Linux虚拟文件系统在内核初始化的start_kernel()函数中主要调用两个函数来实现。

asmlinkage void __init start_kernel(void) 

…… 
vfs_caches_init_early(); 
…… 
vfs_caches_init(totalram_pages); 
…… 
}
 

一、早期初始化

虚拟文件系统的早期初始化有函数vfs_caches_init_early()实现,主要负责dentry和inode的hashtable的初始化工作。

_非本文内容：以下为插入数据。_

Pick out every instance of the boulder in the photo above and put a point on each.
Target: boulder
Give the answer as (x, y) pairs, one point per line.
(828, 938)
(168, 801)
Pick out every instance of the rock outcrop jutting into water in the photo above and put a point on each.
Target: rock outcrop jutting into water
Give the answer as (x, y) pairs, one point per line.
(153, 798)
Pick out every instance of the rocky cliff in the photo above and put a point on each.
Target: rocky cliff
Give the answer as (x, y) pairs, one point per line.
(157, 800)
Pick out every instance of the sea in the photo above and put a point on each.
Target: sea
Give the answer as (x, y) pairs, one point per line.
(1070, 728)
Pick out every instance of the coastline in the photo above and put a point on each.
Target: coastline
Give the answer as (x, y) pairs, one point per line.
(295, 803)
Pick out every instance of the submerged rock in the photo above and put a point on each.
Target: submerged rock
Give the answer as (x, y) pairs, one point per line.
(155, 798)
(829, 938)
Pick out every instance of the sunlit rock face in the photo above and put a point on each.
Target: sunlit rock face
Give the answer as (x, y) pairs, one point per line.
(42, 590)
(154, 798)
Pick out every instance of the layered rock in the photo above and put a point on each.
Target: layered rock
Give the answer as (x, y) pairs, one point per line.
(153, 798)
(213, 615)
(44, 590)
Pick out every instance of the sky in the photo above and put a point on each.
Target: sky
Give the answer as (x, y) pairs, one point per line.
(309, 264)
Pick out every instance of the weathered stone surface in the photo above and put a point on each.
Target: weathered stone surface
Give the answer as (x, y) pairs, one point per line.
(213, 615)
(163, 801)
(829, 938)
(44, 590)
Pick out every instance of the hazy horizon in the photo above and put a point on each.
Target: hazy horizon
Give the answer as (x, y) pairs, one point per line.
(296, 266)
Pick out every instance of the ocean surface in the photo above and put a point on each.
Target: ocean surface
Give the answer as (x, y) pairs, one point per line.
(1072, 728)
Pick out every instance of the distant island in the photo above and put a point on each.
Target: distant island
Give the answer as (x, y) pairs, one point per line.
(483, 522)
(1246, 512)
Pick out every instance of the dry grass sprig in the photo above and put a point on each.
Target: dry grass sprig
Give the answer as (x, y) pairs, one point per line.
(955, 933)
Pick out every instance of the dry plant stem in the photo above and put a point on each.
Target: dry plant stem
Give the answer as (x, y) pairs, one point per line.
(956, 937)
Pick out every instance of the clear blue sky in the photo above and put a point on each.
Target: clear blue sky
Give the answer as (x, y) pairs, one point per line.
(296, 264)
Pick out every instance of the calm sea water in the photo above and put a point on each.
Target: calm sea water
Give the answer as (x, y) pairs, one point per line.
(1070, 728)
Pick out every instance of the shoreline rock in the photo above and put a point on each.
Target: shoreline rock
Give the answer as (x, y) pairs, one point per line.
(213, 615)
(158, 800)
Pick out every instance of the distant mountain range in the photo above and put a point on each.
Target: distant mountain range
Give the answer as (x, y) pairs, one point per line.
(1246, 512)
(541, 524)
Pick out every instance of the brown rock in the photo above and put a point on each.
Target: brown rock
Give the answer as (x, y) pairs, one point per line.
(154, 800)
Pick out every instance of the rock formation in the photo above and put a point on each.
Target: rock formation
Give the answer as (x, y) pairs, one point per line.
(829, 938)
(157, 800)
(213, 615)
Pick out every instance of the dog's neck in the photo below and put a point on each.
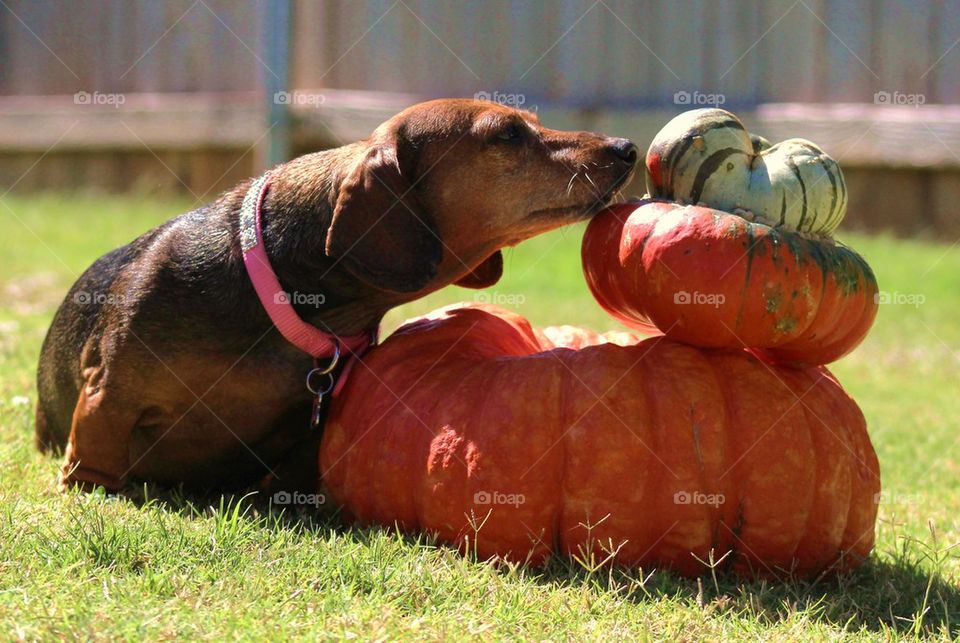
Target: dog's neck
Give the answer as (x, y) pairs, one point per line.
(298, 212)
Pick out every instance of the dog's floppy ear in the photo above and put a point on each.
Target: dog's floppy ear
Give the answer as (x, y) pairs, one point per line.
(380, 231)
(486, 274)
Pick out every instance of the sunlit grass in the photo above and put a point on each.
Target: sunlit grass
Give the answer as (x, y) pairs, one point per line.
(96, 566)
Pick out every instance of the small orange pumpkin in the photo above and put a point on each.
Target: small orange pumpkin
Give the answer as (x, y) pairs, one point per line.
(714, 279)
(468, 424)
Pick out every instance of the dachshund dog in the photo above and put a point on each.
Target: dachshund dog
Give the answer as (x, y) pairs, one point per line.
(161, 364)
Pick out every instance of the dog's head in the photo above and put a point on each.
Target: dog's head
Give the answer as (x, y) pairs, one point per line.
(439, 189)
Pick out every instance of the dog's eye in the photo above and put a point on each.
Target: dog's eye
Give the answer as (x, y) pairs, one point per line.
(512, 133)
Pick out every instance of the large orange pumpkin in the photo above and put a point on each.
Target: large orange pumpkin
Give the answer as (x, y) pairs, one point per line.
(469, 424)
(714, 279)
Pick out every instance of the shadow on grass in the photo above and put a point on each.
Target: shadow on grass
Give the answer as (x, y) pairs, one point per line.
(898, 592)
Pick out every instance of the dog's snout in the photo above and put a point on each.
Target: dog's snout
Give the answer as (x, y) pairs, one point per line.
(624, 149)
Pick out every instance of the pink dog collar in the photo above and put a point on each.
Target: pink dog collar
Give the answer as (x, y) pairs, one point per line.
(310, 339)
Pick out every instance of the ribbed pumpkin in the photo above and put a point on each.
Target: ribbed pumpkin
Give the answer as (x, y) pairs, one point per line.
(713, 279)
(656, 451)
(706, 156)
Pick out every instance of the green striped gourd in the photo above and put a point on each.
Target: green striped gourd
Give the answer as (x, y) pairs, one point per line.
(707, 157)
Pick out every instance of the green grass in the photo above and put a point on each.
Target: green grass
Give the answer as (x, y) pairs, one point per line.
(170, 566)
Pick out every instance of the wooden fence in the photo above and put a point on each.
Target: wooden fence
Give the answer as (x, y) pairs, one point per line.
(860, 76)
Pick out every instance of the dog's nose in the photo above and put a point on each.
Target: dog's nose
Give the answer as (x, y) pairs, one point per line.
(624, 149)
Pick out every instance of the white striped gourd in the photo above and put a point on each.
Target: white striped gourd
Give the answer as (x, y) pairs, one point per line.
(706, 156)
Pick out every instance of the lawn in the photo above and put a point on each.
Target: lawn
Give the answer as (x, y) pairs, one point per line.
(160, 565)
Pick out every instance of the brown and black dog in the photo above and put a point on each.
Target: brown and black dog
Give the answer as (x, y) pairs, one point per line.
(162, 365)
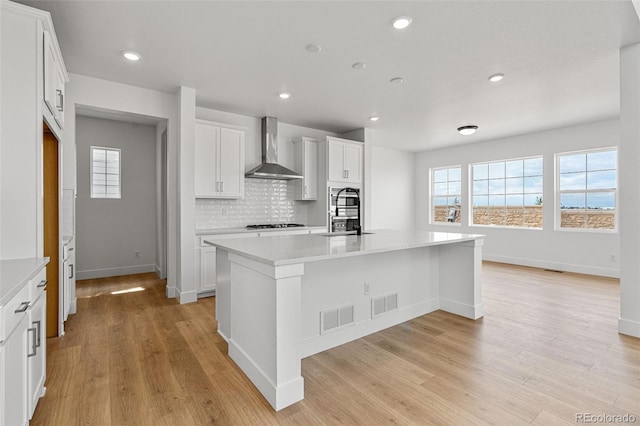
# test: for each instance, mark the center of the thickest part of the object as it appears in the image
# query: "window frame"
(92, 148)
(558, 205)
(505, 161)
(432, 196)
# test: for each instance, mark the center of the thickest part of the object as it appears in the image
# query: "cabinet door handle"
(39, 332)
(23, 307)
(33, 342)
(60, 107)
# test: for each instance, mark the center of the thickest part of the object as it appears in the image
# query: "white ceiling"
(560, 59)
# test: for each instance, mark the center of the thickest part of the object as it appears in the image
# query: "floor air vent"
(336, 318)
(384, 304)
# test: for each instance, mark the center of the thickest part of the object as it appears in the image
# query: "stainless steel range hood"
(270, 169)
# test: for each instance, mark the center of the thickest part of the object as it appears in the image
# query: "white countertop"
(290, 249)
(217, 231)
(15, 273)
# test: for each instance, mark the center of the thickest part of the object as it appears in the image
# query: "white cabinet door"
(353, 162)
(37, 343)
(206, 149)
(337, 172)
(219, 161)
(13, 371)
(53, 81)
(306, 157)
(231, 162)
(207, 269)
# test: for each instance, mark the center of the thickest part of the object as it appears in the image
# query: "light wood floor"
(546, 350)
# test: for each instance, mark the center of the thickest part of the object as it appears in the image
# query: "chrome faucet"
(355, 191)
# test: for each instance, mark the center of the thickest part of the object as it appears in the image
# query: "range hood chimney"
(269, 168)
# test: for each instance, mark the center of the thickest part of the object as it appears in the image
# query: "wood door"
(51, 227)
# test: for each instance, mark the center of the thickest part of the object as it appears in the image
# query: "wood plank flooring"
(546, 350)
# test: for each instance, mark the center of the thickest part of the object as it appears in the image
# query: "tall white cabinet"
(219, 160)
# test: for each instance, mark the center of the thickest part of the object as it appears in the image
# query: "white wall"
(629, 322)
(584, 252)
(392, 189)
(108, 231)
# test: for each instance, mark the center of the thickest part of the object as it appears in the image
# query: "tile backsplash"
(265, 201)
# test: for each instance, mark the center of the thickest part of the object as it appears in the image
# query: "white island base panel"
(272, 316)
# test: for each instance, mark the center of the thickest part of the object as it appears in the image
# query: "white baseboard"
(464, 310)
(628, 327)
(186, 296)
(171, 292)
(114, 272)
(279, 396)
(556, 266)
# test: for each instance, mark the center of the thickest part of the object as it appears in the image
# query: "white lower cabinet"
(37, 341)
(22, 342)
(13, 369)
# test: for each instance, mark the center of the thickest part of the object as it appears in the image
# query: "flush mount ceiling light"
(401, 22)
(132, 56)
(313, 48)
(467, 130)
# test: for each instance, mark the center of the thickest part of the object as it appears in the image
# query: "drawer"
(281, 233)
(38, 284)
(9, 318)
(225, 237)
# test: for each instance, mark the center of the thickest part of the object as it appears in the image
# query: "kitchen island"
(280, 299)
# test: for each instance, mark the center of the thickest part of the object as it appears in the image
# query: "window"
(105, 172)
(587, 189)
(508, 193)
(445, 194)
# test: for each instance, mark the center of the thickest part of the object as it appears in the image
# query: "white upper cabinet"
(306, 158)
(344, 160)
(54, 81)
(219, 162)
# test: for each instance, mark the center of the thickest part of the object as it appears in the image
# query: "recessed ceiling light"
(132, 56)
(313, 48)
(467, 130)
(402, 22)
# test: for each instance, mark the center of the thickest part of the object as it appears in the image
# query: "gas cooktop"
(275, 225)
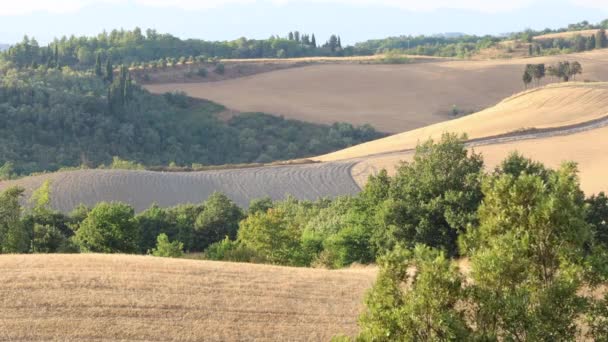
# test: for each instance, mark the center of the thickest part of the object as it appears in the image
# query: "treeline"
(533, 249)
(135, 47)
(562, 71)
(441, 46)
(528, 34)
(576, 43)
(52, 118)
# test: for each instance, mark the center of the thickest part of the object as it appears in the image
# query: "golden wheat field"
(392, 98)
(552, 106)
(570, 34)
(117, 297)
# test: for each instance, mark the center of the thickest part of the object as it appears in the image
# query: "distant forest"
(52, 118)
(133, 48)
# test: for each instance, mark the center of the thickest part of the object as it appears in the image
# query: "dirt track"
(143, 188)
(91, 297)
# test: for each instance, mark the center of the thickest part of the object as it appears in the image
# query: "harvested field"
(588, 149)
(552, 106)
(116, 297)
(143, 188)
(569, 34)
(392, 98)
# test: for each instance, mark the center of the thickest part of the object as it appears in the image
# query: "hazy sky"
(354, 20)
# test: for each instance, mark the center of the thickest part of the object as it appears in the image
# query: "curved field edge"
(141, 189)
(119, 297)
(546, 110)
(587, 148)
(392, 98)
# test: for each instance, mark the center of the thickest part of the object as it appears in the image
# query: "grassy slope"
(117, 297)
(392, 98)
(552, 106)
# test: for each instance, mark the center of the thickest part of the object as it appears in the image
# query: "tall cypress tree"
(600, 39)
(56, 56)
(98, 70)
(109, 71)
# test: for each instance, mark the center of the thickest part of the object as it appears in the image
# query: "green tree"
(597, 217)
(415, 307)
(600, 39)
(526, 257)
(13, 238)
(432, 199)
(109, 71)
(220, 218)
(165, 248)
(98, 69)
(527, 78)
(109, 228)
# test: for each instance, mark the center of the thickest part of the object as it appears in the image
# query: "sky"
(353, 20)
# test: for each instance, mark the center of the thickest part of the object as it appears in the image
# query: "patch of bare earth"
(392, 98)
(116, 297)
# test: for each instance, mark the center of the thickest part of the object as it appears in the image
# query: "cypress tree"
(109, 71)
(600, 39)
(56, 57)
(98, 70)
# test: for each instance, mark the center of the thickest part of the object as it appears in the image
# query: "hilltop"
(392, 98)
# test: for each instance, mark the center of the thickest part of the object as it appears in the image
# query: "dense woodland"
(136, 48)
(536, 246)
(52, 118)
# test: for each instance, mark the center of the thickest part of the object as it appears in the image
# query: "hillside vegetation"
(392, 98)
(555, 105)
(54, 118)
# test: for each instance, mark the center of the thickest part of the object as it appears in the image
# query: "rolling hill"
(392, 98)
(118, 297)
(551, 124)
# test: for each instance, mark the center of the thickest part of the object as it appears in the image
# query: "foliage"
(432, 199)
(220, 218)
(109, 228)
(136, 47)
(59, 118)
(597, 216)
(167, 249)
(527, 257)
(229, 250)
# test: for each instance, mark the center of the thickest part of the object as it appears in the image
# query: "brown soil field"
(91, 297)
(392, 98)
(584, 33)
(551, 106)
(141, 189)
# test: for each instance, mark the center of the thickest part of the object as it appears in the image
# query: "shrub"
(220, 69)
(109, 228)
(165, 248)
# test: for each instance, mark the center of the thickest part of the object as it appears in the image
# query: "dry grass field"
(588, 149)
(584, 33)
(143, 188)
(116, 297)
(552, 106)
(392, 98)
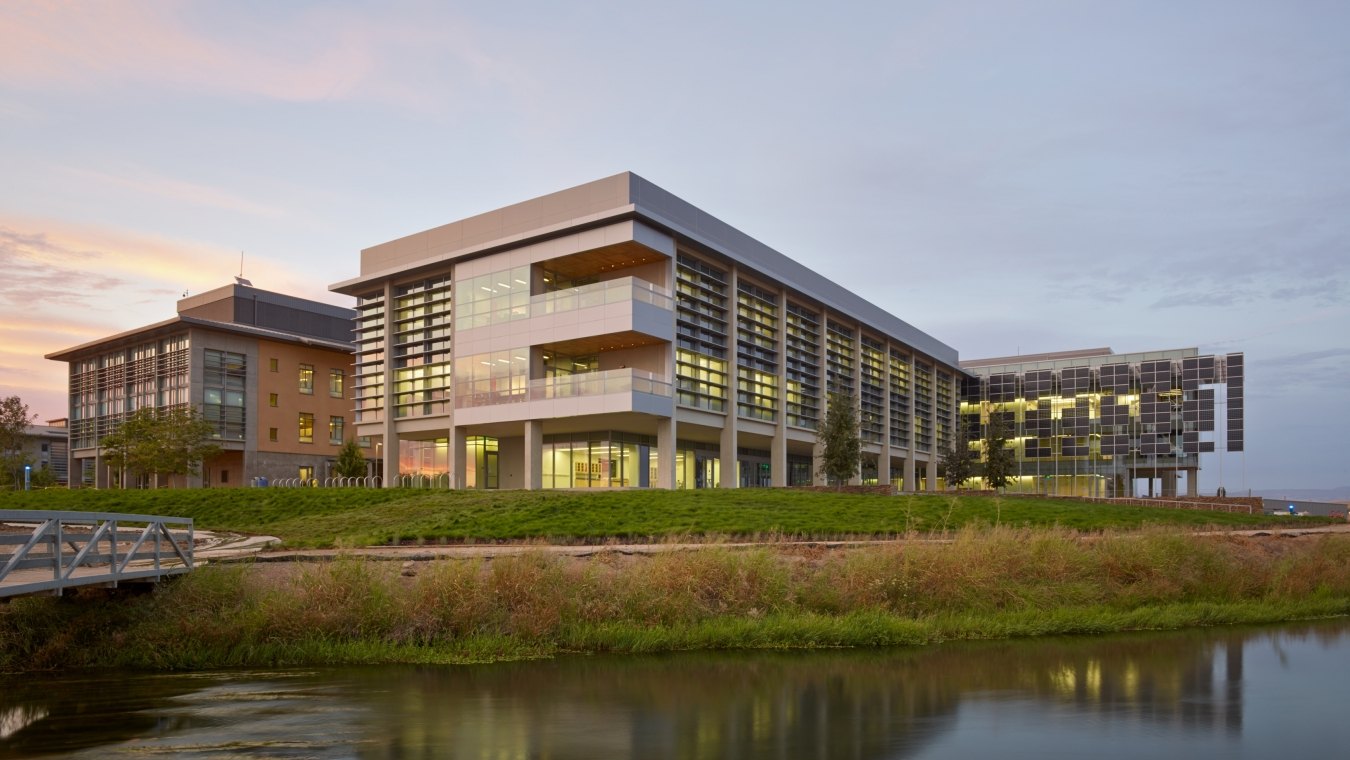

/*在start_kernel中调用,用于文件系统中早期的初始化*/ 
void __init vfs_caches_init_early(void) 

/*初始化两个hashtable*/ 
dcache_init_early(); 
inode_init_early(); 

1.1 dcache

static void __init dcache_init_early(void) 

int loop; 
 
/* If hashes are distributed across NUMA nodes, defer
 * hash allocation until vmalloc space is available.
 */ 
if (hashdist) 
return; 
/*dentry hashtable的空间分配*/ 
dentry_hashtable = 
alloc_large_system_hash("Dentry cache", 
sizeof(struct hlist_head), 
dhash_entries, 
13, 
HASH_EARLY, 
&d_hash_shift, 
&d_hash_mask, 
0); 
/*hashtable的各个链表初始化*/ 
for (loop = 0; loop < (1 << d_hash_shift); loop++) 
INIT_HLIST_HEAD(&dentry_hashtable[loop]); 

1.2  inode

/*
 * Initialize the waitqueues and inode hash table.
 */ 
void __init inode_init_early(void) 

int loop; 
 
/* If hashes are distributed across NUMA nodes, defer
 * hash allocation until vmalloc space is available.
 */ 
if (hashdist) 
return; 
/*从cache中分配inode hashtable的内存空间*/ 
inode_hashtable = 
alloc_large_system_hash("Inode-cache", 
sizeof(struct hlist_head), 
ihash_entries, 
14, 
HASH_EARLY, 
&i_hash_shift, 
&i_hash_mask, 
0); 
/*初始化hashtable 的各个链表*/ 
for (loop = 0; loop < (1 << i_hash_shift); loop++) 
INIT_HLIST_HEAD(&inode_hashtable[loop]); 
}


二、后期初始化

这阶段对inode、dentry、mount、字符设备驱动模型以及块设备驱动模型做了相应的初始化。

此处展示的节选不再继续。